Uns dizem que os primeiros habitadores que neste navio vieram e desembarcaram nesta ilha foram Jorge Velho e sua mulher Africãnes, Pero de Sam Miguel e sua mulher Aldonça Roiz, João de Rodes e João de Arraiolos, que outros dizem de Araújo, todos naturais de África, criados do infante D. Henrique, por quem ele mandava fazer experiências da terra, os quais se diz que foram os que fizeram primeiramente justiça na ilha, e enforcaram um homem na dita Povoação em uma árvore e, depois de morto, lhe tiraram a inquirição das culpas, como dizem que se faz às vezes em Castela, e, porque alegava defesa, responderam: — “julgar-te, enforcar-te e depois tirar-te inquiriçone”.
E de tal doctrina não podia deixar de ficar em bom foro a terra, porque, se a seguira, enforcando logo os malfeitores e ladrões que acham com o furto nas mãos, não andariam agora muitos nela a furtar-lhe o fato, sem haver um castigo. Parece que, como toda a coisa violenta não é perpétua, foi tão violenta neste princípio, nesta terra, a justiça, que não pôde nela durar muito. Outros contam que logo depois de achada esta ilha de S. Miguel e antes de ser habitada, sendo já povoada a ilha de Santa Maria havia alguns anos, se afeiçoou nela um homem com uma mulher casada e lhe matou o marido; pelo que se pôs a monte com a mulher e deu conta disso a um seu amigo, pedindo-lhe favor e ajuda para escapar das mãos da justiça e concedendo-lho o amigo, ordenou de tomar uma noite um barco, como tomou, em o qual embarcando ambos e a mulher com eles, e partindo para esta ilha de S. Miguel, que de lá viam, ou tinham ouvido que se via, tomaram a Povoação, que é o mais perto e direito caminho que tinham. Não se tardou muito tempo que o infante D. Henrique mandou gente para povoarem a ilha, a qual veio surgir no mesmo porto da Povoação, onde acharam rasto e sinal de gente na areia e na terra, de que se muito maravilharam; mas eles não apareciam senão a fazer-lhes alguns saltos no fato e mantimentos que tinham, não ousando aparecer pelo mal que era feito; porque dizem que este amigo deste homem, que trouxera a mulher, se namorou dela, e, sentido pelo outro, o matou, de maneira que por amor dela matou dois homens; e, pelas ofensas e saltos que ele fazia, lhe armaram laços e buscaram todos os meios que puderam inventar para o tomar, como tomaram. Outros dizem que a mulher, enfadada de andar com ele nestes trabalhos em terra erma, o deixou e se veio para a gente, ou que foram ambos tomados, sem se saber a certeza, mas dizem que ela descobriu todo o caso como passava, pelo que o enforcaram sem mais processo de justiça.

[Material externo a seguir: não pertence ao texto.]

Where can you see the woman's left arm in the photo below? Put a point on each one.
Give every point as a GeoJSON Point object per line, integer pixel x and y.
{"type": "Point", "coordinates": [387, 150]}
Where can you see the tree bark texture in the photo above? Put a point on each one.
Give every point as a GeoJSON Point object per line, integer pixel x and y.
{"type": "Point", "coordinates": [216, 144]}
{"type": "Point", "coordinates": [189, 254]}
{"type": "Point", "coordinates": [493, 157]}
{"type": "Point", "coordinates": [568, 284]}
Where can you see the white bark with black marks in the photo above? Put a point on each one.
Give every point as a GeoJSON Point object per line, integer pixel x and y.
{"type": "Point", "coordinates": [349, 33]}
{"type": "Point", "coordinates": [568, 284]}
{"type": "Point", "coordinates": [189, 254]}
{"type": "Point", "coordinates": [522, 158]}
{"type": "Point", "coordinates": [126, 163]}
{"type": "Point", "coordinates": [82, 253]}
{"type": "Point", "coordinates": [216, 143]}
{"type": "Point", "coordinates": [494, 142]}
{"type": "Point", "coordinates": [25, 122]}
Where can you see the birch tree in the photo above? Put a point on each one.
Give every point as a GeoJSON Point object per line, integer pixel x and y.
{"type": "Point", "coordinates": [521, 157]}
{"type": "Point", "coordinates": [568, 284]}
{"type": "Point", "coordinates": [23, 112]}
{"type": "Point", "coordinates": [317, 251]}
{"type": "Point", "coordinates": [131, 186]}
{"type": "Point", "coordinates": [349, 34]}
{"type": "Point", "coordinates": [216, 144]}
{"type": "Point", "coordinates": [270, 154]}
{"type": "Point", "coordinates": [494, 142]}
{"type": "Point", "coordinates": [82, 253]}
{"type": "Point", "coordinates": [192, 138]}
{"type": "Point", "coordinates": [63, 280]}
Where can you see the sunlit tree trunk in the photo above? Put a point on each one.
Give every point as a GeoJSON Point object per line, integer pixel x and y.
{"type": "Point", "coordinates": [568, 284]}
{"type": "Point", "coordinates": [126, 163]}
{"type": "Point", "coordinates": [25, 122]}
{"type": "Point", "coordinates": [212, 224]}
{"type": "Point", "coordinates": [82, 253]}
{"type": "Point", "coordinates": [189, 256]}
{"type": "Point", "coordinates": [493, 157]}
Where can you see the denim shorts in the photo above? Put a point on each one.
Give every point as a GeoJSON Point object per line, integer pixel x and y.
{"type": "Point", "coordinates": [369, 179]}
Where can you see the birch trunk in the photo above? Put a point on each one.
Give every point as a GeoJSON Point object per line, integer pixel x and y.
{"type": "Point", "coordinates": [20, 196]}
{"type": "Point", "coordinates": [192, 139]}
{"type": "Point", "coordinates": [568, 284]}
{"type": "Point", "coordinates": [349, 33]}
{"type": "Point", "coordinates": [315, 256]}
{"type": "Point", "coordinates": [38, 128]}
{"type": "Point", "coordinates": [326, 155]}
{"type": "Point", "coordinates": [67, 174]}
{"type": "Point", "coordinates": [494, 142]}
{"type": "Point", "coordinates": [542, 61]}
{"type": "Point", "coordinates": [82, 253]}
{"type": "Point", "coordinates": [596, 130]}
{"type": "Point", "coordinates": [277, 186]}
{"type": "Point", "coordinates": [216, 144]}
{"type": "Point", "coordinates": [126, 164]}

Outros dizem que dez ou doze homens casados vieram com suas mulheres e filhos e fizeram assento na Povoação Velha. E porque vinha em sua companhia um homem solteiro, que não queria ir trabalhar nem montear com eles, mas ficava sempre nas pousadas, que eram cabanas de palha, ou feno, ou rama, temendo-se dele por ficar só com suas mulheres, ordenaram entre todos buscar modo com que o punissem, para se verem livres do arreceio que dele tinham, e fizeram entre si juiz, escrivão e alcaide, e dizendo que ele lhe fazia adultério, foi sentenciado que o enforcassem, como logo foi enforcado em uma árvore, pelo que o infante D. Pedro, Regente então do Regno, os mandava ir emprazados para os castigar, se não foram os infantes, e principalmente o Infante D. Henrique, que, por povoar esta sua terra, falou ao Infante D. Pedro, seu irmão, que lhe perdoasse e alcançou dele perdão para eles.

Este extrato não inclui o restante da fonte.